ユーグレナは蒼穹の病気の原因が見つかればと思ったがどうも医学書ではない様でその努力も徒労に終わりそうだった。

 嵐は本降りになりはじめた。朝になる頃には止んでくれればいいが……。

 蝋燭の炎が揺れる。どこからか隙間風が入り込んでいるのか。だがそれよりも蝋燭が短い。替えようかそれとも燃え尽きるまで置いておこうか。

 そんな事をぼんやりと考えていた時、蒼穹が再び目を覚ました。 

「ユーグレナ……」

「駄目ですよ。寝てないと……」

「喉が渇いた。水を一杯くれないか?」

 ユーグレナは言われるがまま湯呑に水を汲むと蒼穹に渡した。

 体を起こした蒼穹は水を飲み干す。

「ありがとう……」

「どういたしまして」

 ユーグレナが返された湯呑を仕舞う。

 だがその時、蒼穹の視線が自分から離れない事に気づいた。

「どうしました? まだ何か欲しい物が……」

「かわいいよね、ユーグレナって……」

 蒼穹が面と向かってつぶやく。

 その一言を聞いた途端、驚きと同時にユーグレナの体の芯が熱くなる。

「な、何を言ってるんですか! もしかして熱で頭がおかしくなったんですか? だったらもっと寝てください。病人が起きていて良い時間ではありません」

 ユーグレナが蒼穹を窘める。しかし胸の奥の動揺は止まらない。

「それに知っています。あなたの言っている可愛いはジイバが可愛いとか子供がかわいいとかその類のかわいいでしょ。私達とは種族が違うんですから」

 それは彼女なりの照れ隠しだ。

 だが蒼穹はそれをはっきりと否定した。

「そんな事ないさ。初めて見た時から君の事は美人でかわいいと思った」

 美人と言われて体が強張る。異種族と言えどもここまではっきりと自分の容姿を褒められた事など無かった。彼女にとってそれは初めての経験だ。

「もう、バカ! 変な事を言わないで!」

 ユーグレナは蒼穹から視線を逸らす。だが戸惑いは隠せない。オレンジ色の表面を熱くさせながら顔を背けるだけで精いっぱいだ。

 そんなユーグレナに蒼穹は言う。

「ユーグレナ、君の事が好きだ。俺の事をずっと看病しながら見守ってくれていた君が好きになった」

 そして彼女の髪の様な細胞に手を伸ばし優しく撫でる。

「や、やめてください! スガイソラ、あなたはやはり熱でおかしくなっています」

「そうかもしれない。でも君が好きな気持ちは本物だよ!」

 そう答えた蒼穹は今度はユーグレナに迫り細い肩に抱き着いた。

「!!」

 ユーグレナは思わず蒼穹を引き離そうとした。
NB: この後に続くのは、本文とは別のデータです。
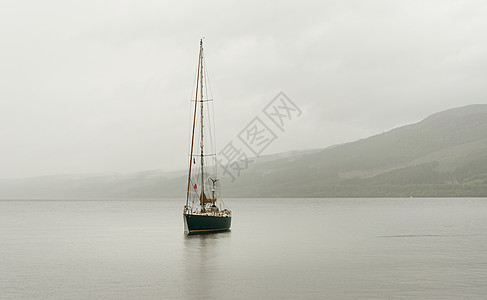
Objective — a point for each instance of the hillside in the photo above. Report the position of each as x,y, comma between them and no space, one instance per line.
443,155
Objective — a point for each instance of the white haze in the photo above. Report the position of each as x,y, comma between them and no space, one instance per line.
104,86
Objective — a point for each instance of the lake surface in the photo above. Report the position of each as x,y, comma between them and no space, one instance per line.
277,249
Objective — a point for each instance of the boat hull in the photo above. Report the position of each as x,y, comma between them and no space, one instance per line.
194,224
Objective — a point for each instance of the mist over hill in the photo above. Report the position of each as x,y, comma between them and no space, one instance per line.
443,155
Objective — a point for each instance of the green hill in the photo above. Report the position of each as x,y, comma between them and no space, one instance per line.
443,155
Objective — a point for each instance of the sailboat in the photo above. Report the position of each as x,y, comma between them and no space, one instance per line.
204,211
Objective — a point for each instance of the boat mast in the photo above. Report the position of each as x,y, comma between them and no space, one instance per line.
194,123
202,197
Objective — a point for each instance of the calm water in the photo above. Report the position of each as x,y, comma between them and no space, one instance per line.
278,248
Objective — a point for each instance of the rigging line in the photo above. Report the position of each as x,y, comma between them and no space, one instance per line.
194,119
210,115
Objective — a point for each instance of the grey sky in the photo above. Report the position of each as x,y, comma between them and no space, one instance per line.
104,86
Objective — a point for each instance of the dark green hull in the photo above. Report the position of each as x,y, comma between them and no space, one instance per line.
194,224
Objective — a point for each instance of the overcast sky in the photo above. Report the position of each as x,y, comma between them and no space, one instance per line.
104,86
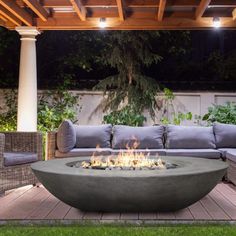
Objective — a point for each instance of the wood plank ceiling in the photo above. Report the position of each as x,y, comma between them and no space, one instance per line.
117,14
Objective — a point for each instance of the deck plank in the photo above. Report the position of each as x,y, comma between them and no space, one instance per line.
92,216
227,192
44,208
59,212
129,216
147,216
111,216
165,216
74,214
183,214
224,204
199,212
37,203
13,195
22,206
213,209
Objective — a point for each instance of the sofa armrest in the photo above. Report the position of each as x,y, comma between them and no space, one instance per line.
2,144
51,145
24,142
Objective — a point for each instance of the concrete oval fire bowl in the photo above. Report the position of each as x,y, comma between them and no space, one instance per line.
130,190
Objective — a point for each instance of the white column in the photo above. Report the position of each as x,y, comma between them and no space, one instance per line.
27,91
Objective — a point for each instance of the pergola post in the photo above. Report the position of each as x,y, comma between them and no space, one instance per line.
27,90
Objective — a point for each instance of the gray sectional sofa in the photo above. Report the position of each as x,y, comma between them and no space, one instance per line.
215,142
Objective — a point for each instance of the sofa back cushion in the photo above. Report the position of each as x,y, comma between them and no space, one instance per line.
189,137
225,135
90,136
66,137
147,137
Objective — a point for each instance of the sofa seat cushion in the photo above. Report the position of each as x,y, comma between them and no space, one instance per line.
79,152
190,137
160,152
66,137
150,137
225,135
91,136
206,153
231,155
18,158
225,150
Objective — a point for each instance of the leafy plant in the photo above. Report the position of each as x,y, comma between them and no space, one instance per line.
169,114
128,53
8,117
221,113
176,119
125,116
53,108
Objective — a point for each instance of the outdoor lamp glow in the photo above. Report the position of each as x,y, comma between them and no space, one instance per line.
102,23
216,22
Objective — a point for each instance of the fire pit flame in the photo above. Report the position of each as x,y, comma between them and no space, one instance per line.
129,159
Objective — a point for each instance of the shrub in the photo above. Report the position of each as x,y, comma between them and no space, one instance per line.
221,113
125,116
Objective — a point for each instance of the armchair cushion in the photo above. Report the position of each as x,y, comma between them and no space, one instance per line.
66,137
90,136
190,137
150,137
225,135
18,158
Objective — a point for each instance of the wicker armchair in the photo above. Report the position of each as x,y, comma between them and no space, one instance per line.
51,145
18,142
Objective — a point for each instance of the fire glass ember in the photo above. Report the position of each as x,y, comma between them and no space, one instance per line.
120,162
125,160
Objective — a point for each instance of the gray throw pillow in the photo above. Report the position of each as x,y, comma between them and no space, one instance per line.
90,136
189,137
66,136
225,135
150,137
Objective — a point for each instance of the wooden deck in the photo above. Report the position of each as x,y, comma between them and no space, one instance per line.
36,203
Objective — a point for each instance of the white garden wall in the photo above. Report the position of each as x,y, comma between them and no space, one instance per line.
195,102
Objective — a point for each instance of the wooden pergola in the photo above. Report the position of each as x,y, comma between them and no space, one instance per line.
30,17
119,14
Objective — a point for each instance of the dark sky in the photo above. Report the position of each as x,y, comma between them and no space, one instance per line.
193,71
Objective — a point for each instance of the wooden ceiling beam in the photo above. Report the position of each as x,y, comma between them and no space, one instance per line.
3,18
201,8
234,14
79,9
37,9
161,10
9,16
132,24
138,3
120,7
20,13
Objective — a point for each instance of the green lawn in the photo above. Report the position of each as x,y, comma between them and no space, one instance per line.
118,230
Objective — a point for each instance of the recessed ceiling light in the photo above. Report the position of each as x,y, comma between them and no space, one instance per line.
216,22
102,23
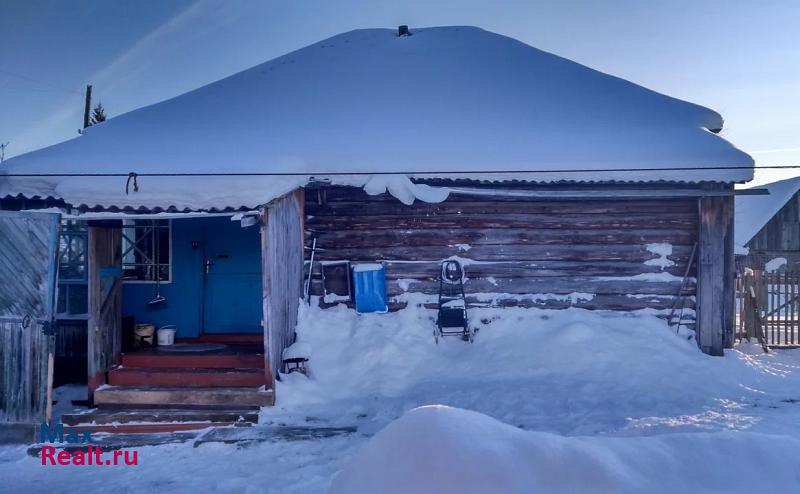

だがこんな時に限って力が入らない。

 逆に蒼穹の腕力は思いのほか強く、とても病人の力とは思えない。

 一方でユーグレナの心の中にひとつの不安が過る。

「この後、自分はどうなってしまうのか?」

 そして脳裏に浮かんだのは先ほどまで読んでいた異世界の本の事だった。貸し出される前、蒼穹はその本の題名を「保健体育」と教えてくれた。

 本の中には異世界の人間の男女の営みが抽象的に描かれていた。男性器が作り出す精子が女性器の卵子に受精し、やがてそれは子となり女性から生まれ出てくる。

 それをスライムの世界では男女共、配偶子と言い換えるが基本的な仕組みは変わらない。

 ならばこのまま二人が先に進めばやがてユーグレナは子を成す事となる。

「そうなれば私は一体……」

 想像が飛躍する。この世界で異世界の生物と交わりその子供を産んだ最初のブローム。

 自分はダイラタントの歴史に名を残し永遠に語り継がれる事になる。それが正しいのかどうかは判らない。だが間違いなく自分の裁量ひとつでこの世界の未来が変わる。

 その歴史的瞬間の前に震えが止まらない。

 だがそんな時、頭の中で蒼穹の声が響いた。

「ユーグレナ……ユーグレナ……」

「スガイソラ……」

 彼の声を聴きながらユーグレナもその熱の籠った体を抱きしめる。しかし何かがおかしい。聞こえてくるのは覆い被さる蒼穹ではなく直接、脳裏に響く彼の声だ。

「ユーグレナ、起きて!」

「ふへ?」

 その直後、ユーグレナは覚醒した。

目が覚めた瞬間、目に映ったのは心配そうに自分の体を擦る蒼穹の顔だった。

「えっ! 夢?」

 知らぬ間に病床の蒼穹の横でうたた寝していた。そして彼に抱かれる寸前の夢を見る。

 事態を悟った瞬間、自分の愚かさにユーグレナは茫然とした。

 恥ずかしい……。穴があったら入りたい。これでは欲求不満の痴女ではないか。

 だがその一方で蒼穹の様子がおかしいのに気付く。

「どうかされました? どこかご気分でも……」

「そうじゃない。外から変な物音がするんだ」

「変な物音?」

 蒼穹の言葉にユーグレナは我に返る。そして傍に置いていた愛用の短剣を腰に佩くと感覚増強の共生体を一粒飲んで耳を澄ませた。